Tributes pour in for Lord Paul Myners, after ‘Tower of strength’ in financial crisis dies aged 73
Lord Paul Myners, a former UK treasury minister, City stalwart and director of multi-family business Rockefeller Capital Management, has died at the age of 73.
Lord Myners served under Labour prime minister Gordon Brown for two years until 2010. Appointed as the City minister in the treasury during the 2008 financial crisis following the collapse of Lehman Brothers, he assisted in the subsequent billion-pound bank bailout package.
“My thoughts are with Paul’s family,” said the former PM. “After a successful career in finance, he was persuaded in 2008 to enter public service and was a tower of strength, helping nationalise key banks and producing a plan to overcome the global financial crisis.”
Former treasury official Nick Macpherson said Myners had been an “Inspired appointment” to the Treasury. “He played a leading role in resolving the financial crisis. Full of commercial acumen. It was a privilege to know him.”
Myners, whose adopted father was a fisherman, established a successful career in the City, working his way up to chief executive of fund firm Gartmore. He also held directorships at NatWest and hedge fund GLG, chaired Marks and Spencer and Guardian Media Group and joined the Bank of England’s Court of Directors.
“Paul was formidable with a brilliant brain, an entrepreneurial spirit and a prodigious work ethic,” said Carolyn McCall, the ITV chief executive who ran GMG while Myners was chairman. “He didn’t suffer fools at all, was a tough taskmaster and had a wicked sense of humour.”
“He was a rare breed,” said Stuart Rose, who servef as M&S chief executive in 2004 and is now chairman of Asda. “Without overdoing it, how can I describe him? He really was a beacon in a sea of mediocrity."
Ex-Citigroup banker leaves Simon Nixon family office for vertical farming firm
Former Citigroup Inc executive Adam Proctor is departing the family office of UK-based businessman Simon Nixon after less than a year in the role to advance his stake in a vertical farming business.
Proctor will become chief financial officer at London-based Vertical Future (in which he had previously made a personal investment) as of February 2022.
Founded in 2016 by husband and wife team Jamie and Marie-Alexandrine Burrows, Vertical Future provides vertical farming technology and soil-free farms. After receiving $28.6 million in initial series investment, the business received a further boost earlier this month with investment from Pula, the family office of Stephen Lansdown, founder of the financial services firm Hargreaves Lansdown.
Vertical crop growing in cities is gaining popularity worldwide and is seen as a viable and sustainable alternative for convetional farming. The vertical farming industry is expected to triple between 2021 and 2026 to almost $10 billion (according to MarketsandMarkets).
“I would like to thank Simon Nixon for being so supportive of my move,” said Proctor of the billionaire founder of MoneySupermarket.com and co-founder of Seek Ventures. “This was too good an opportunity to turn down.”

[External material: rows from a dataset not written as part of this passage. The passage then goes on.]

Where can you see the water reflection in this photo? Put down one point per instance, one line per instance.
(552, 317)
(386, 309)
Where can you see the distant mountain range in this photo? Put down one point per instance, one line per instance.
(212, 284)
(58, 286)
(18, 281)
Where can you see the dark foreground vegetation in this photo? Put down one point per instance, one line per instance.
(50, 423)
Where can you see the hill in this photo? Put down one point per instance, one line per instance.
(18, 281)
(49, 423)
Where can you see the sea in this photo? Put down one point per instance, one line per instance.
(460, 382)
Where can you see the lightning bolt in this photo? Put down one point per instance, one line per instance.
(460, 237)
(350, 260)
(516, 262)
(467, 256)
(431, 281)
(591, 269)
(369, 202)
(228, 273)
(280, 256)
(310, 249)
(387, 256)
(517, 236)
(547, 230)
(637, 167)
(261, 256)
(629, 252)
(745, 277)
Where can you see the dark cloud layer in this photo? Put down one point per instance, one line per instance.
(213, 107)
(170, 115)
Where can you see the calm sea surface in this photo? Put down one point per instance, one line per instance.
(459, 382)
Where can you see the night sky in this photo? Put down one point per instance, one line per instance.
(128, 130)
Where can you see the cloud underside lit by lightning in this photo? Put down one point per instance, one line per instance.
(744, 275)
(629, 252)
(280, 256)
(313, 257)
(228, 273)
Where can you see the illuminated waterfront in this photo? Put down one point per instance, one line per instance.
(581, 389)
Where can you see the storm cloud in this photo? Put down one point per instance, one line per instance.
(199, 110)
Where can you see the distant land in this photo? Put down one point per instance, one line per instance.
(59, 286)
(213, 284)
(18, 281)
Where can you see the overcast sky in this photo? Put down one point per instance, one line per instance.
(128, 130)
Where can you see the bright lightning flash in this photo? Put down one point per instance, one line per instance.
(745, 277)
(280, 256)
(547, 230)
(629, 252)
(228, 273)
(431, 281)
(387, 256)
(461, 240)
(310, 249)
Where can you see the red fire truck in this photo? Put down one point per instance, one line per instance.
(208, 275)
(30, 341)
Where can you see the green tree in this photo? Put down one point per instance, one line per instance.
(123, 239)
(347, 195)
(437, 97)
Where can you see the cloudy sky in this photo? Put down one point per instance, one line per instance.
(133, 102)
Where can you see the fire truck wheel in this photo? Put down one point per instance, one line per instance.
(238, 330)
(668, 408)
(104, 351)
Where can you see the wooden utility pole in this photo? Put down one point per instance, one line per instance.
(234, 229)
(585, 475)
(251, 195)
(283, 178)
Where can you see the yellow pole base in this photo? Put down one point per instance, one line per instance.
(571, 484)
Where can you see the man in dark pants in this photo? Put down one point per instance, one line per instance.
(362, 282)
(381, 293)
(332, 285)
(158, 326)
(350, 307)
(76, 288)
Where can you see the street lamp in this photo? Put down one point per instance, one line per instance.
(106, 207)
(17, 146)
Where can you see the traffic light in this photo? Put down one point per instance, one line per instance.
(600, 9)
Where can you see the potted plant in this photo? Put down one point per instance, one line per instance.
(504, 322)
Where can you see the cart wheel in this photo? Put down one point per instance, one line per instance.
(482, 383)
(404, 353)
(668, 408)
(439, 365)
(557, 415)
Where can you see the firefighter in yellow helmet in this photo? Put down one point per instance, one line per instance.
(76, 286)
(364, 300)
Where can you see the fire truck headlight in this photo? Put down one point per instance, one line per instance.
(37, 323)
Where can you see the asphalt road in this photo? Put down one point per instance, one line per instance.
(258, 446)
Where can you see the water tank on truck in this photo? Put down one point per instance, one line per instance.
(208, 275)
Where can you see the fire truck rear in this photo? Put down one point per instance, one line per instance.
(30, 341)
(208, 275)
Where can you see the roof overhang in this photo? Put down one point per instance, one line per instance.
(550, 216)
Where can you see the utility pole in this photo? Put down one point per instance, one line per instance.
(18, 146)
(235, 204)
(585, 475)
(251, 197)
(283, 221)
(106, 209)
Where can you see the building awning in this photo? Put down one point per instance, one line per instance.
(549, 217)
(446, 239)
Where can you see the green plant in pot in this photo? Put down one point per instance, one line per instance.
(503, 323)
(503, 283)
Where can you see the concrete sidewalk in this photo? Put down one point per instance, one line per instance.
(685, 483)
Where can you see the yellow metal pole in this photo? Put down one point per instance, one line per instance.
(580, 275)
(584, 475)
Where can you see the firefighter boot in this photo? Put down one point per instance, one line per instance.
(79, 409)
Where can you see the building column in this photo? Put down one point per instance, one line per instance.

Billionaire David Bonderman’s family office invests in another car wash chain
Wildcat Capital Management, the New York-based family office of private equity house TPG founder David Bonderman has invested in Rapid Express Car Wash, further bolstering a stake in the car wash industry after previously acquiring Club Car Wash and Express Wash Concepts.
The Rapid Express deal has made the $4.5 billion family office one of the largest car-wash backers in the U.S.
Houston-based Rapid Express currently operates 17 car wash sites in central and south Texas and is developing an additional 25. Wildcat previously invested in Club Car Wash, which has locations in Illinois, Iowa, Kansas and Missouri, and the Ohio-based Express Wash Concepts.
“Wildcat represents a unique partner for Rapid in the next stage of growth, having already partnered with and helped scale two of the top companies in the industry,” said Ahmed Jafferally, CEO of Rapid Express.
“We are confident this partnership will lead to significantly faster growth while maintaining the high standard of quality we provide to our customers.”
Collectively the three companies operate more than 130 sites today with plans to add an additional 150 sites over the next two years.
Wildcat Capital Management was established in 2011 as a single-family investment office. It currently manages in excess of $4.5 billion for a small group of ultra-high net worth individuals with interests in private consumer, business services, software, healthcare and technology-enabled companies.